Sesko as The Prime Example
And for numerous reasons, Sesko feels like the archetype in this context, a player inextricably trapped between football's two countervailing, unavoidable forces. The need to delay definitive judgment, allowing layers of technical texture and tactical sophistication to mature. And the demand to produce instant definitive judgment, a conveyor belt of opinions and memes, context-free criticisms and pointless contrasts, a square that can never truly be solved.
I do not propose to provide a in-depth evaluation of Sesko's time at United to date. He has started four times in the Premier League in a highly unpredictable team, scored two goals, and had a grand total of 116 touches. What precisely are we analysing? And will I attempt to replicate Gary Neville's and Ian Wright's notable debate "Argument Over Benjamin Sesko", in which two famous analysts duel passionately on a popular show over whether he needs ten strikes to be a success this year (one pundit), or whether it is more like 12 or 13 (the other).
A Harsh Reality
For all this I enjoyed watching him at his former club: a powerful, screeching sports car of a forward, playing in a team pitched perfectly to his talents: given the license to attack but also the leeway to fail.

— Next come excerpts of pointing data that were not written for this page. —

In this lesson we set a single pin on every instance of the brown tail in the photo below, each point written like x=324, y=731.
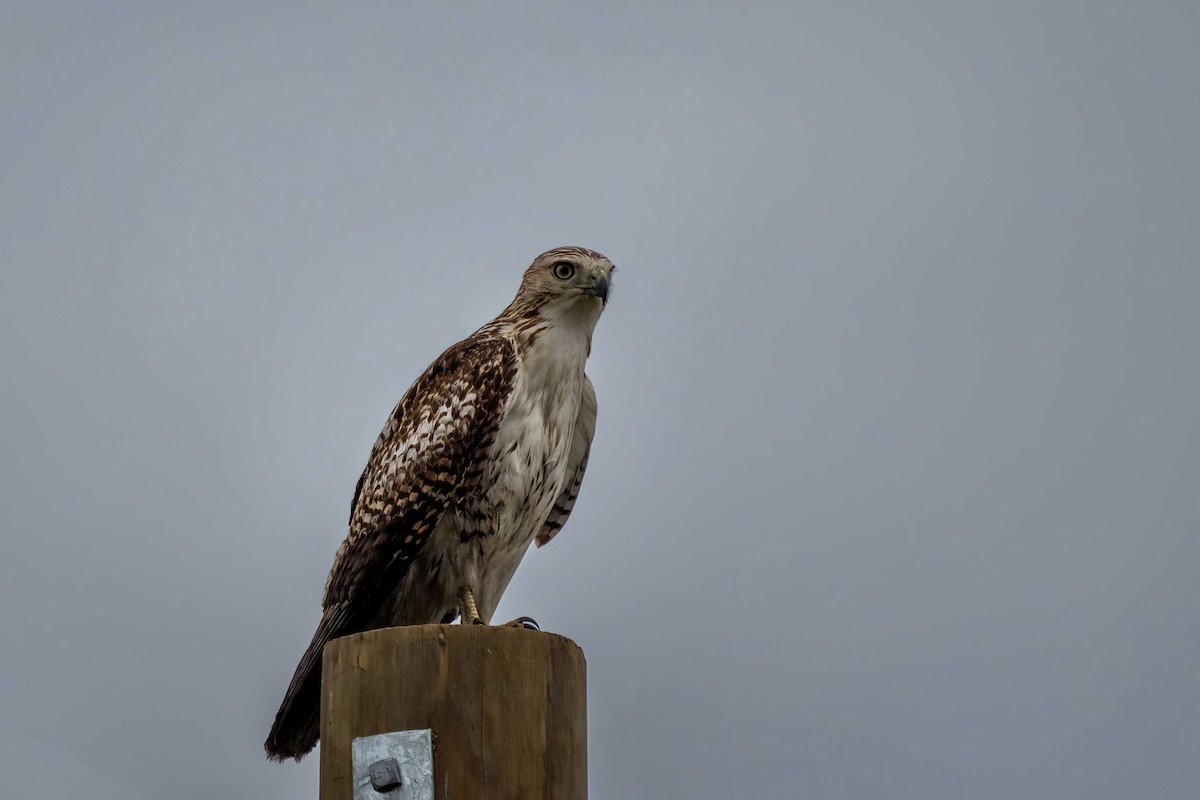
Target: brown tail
x=298, y=722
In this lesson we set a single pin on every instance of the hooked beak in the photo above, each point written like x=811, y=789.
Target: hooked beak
x=598, y=287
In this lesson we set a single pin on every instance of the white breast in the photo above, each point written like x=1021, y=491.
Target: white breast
x=528, y=470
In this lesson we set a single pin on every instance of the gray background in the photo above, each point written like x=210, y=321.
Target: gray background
x=894, y=492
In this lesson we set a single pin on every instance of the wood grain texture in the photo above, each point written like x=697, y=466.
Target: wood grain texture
x=508, y=708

Partly this is why United feels like the most unforgiving place he could possibly be at the moment: a place where "brutal verdicts" are summarily issued in about the time it takes to load a pre-roll ad, the club with the widest and most pitiless gulf between the time and air he needs, and the opportunity he is going to get.

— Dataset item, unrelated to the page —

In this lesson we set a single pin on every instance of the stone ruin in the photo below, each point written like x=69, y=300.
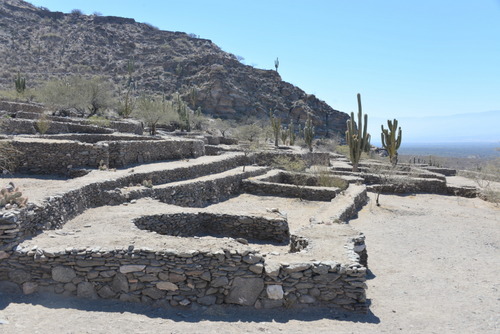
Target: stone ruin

There was an example of this during the national team pause, when a viral infographic conveniently stated that Sesko had been judged – decisively – the worst signing of the summer transfer window by a survey of football representatives. Naturally, the press are by no means alone in this. Team social media, online personalities, unidentified profiles with a oddly high number of pornbot followers: all parties with skin in the game is now basically aligned along the identical rules, an ecosystem explicitly geared for provocation.
The Psychological Toll
Endless scrolling and tapping. What is happening to us? Are we aware, on some level, what this infinite stream of aggravation is doing to our brains? Separate from the essential weirdness of playing in the center of it all, aware on a bizarre chain-reaction level that every single thing about players is now essentially content, commodity, open-source property to be repackaged and traded.

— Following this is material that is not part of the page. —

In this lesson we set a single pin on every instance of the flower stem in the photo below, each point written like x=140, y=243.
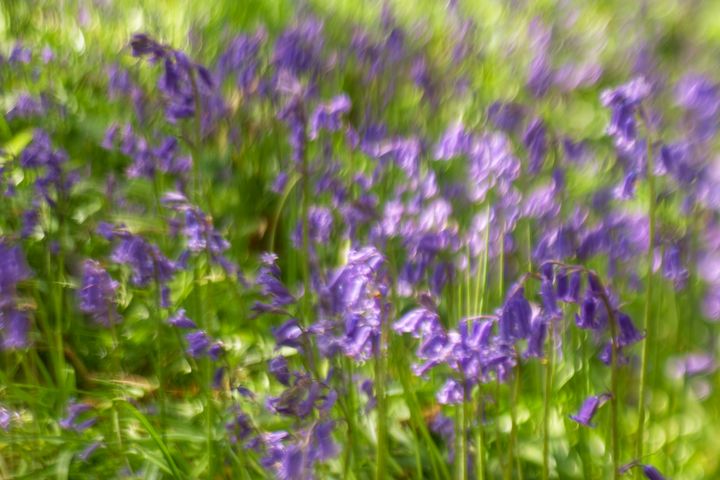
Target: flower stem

Indeed, partly this is because it's Manchester United, the corpse that continues to feed the cycle, a big club that must constantly be producing the big feelings. But also, in part this is a seasonal affliction, a pendulum of judgment most clearly and harshly observed at this time of year, roughly four weeks after the transfer market shut. Throughout the summer we have been coveting footballers, praising them, drooling over them. Yet, just a few weeks in, many of those same players are already being disdained as failures. Is it time to be concerned about Jamie Gittens? Was Arsenal's purchase of Viktor Gyökeres necessary? What was the purpose of another expensive buy?
A Wider Issue
It feels appropriate that he meets their rivals on the weekend: a team simultaneously 13 months unbeaten at home in the league and somehow in their own state of perceived turmoil, like filing a a report on a person who popped to the shops half an hour ago. Too open. Mohamed Salah finished. Alexander Isak an expensive flop. Arne Slot bald.
Maybe we have not yet quite grasped the way the storyline of football has started to replace football itself, to influence the way we view it, an whole competition repivoted around talking points and immediate responses, an activity that happens in the background while we scroll through our devices, incapable to disconnect from the saline drip of opinions and more takes. Perhaps this player bearing the brunt right now. However, we're all sacrificing a part of the experience in this process.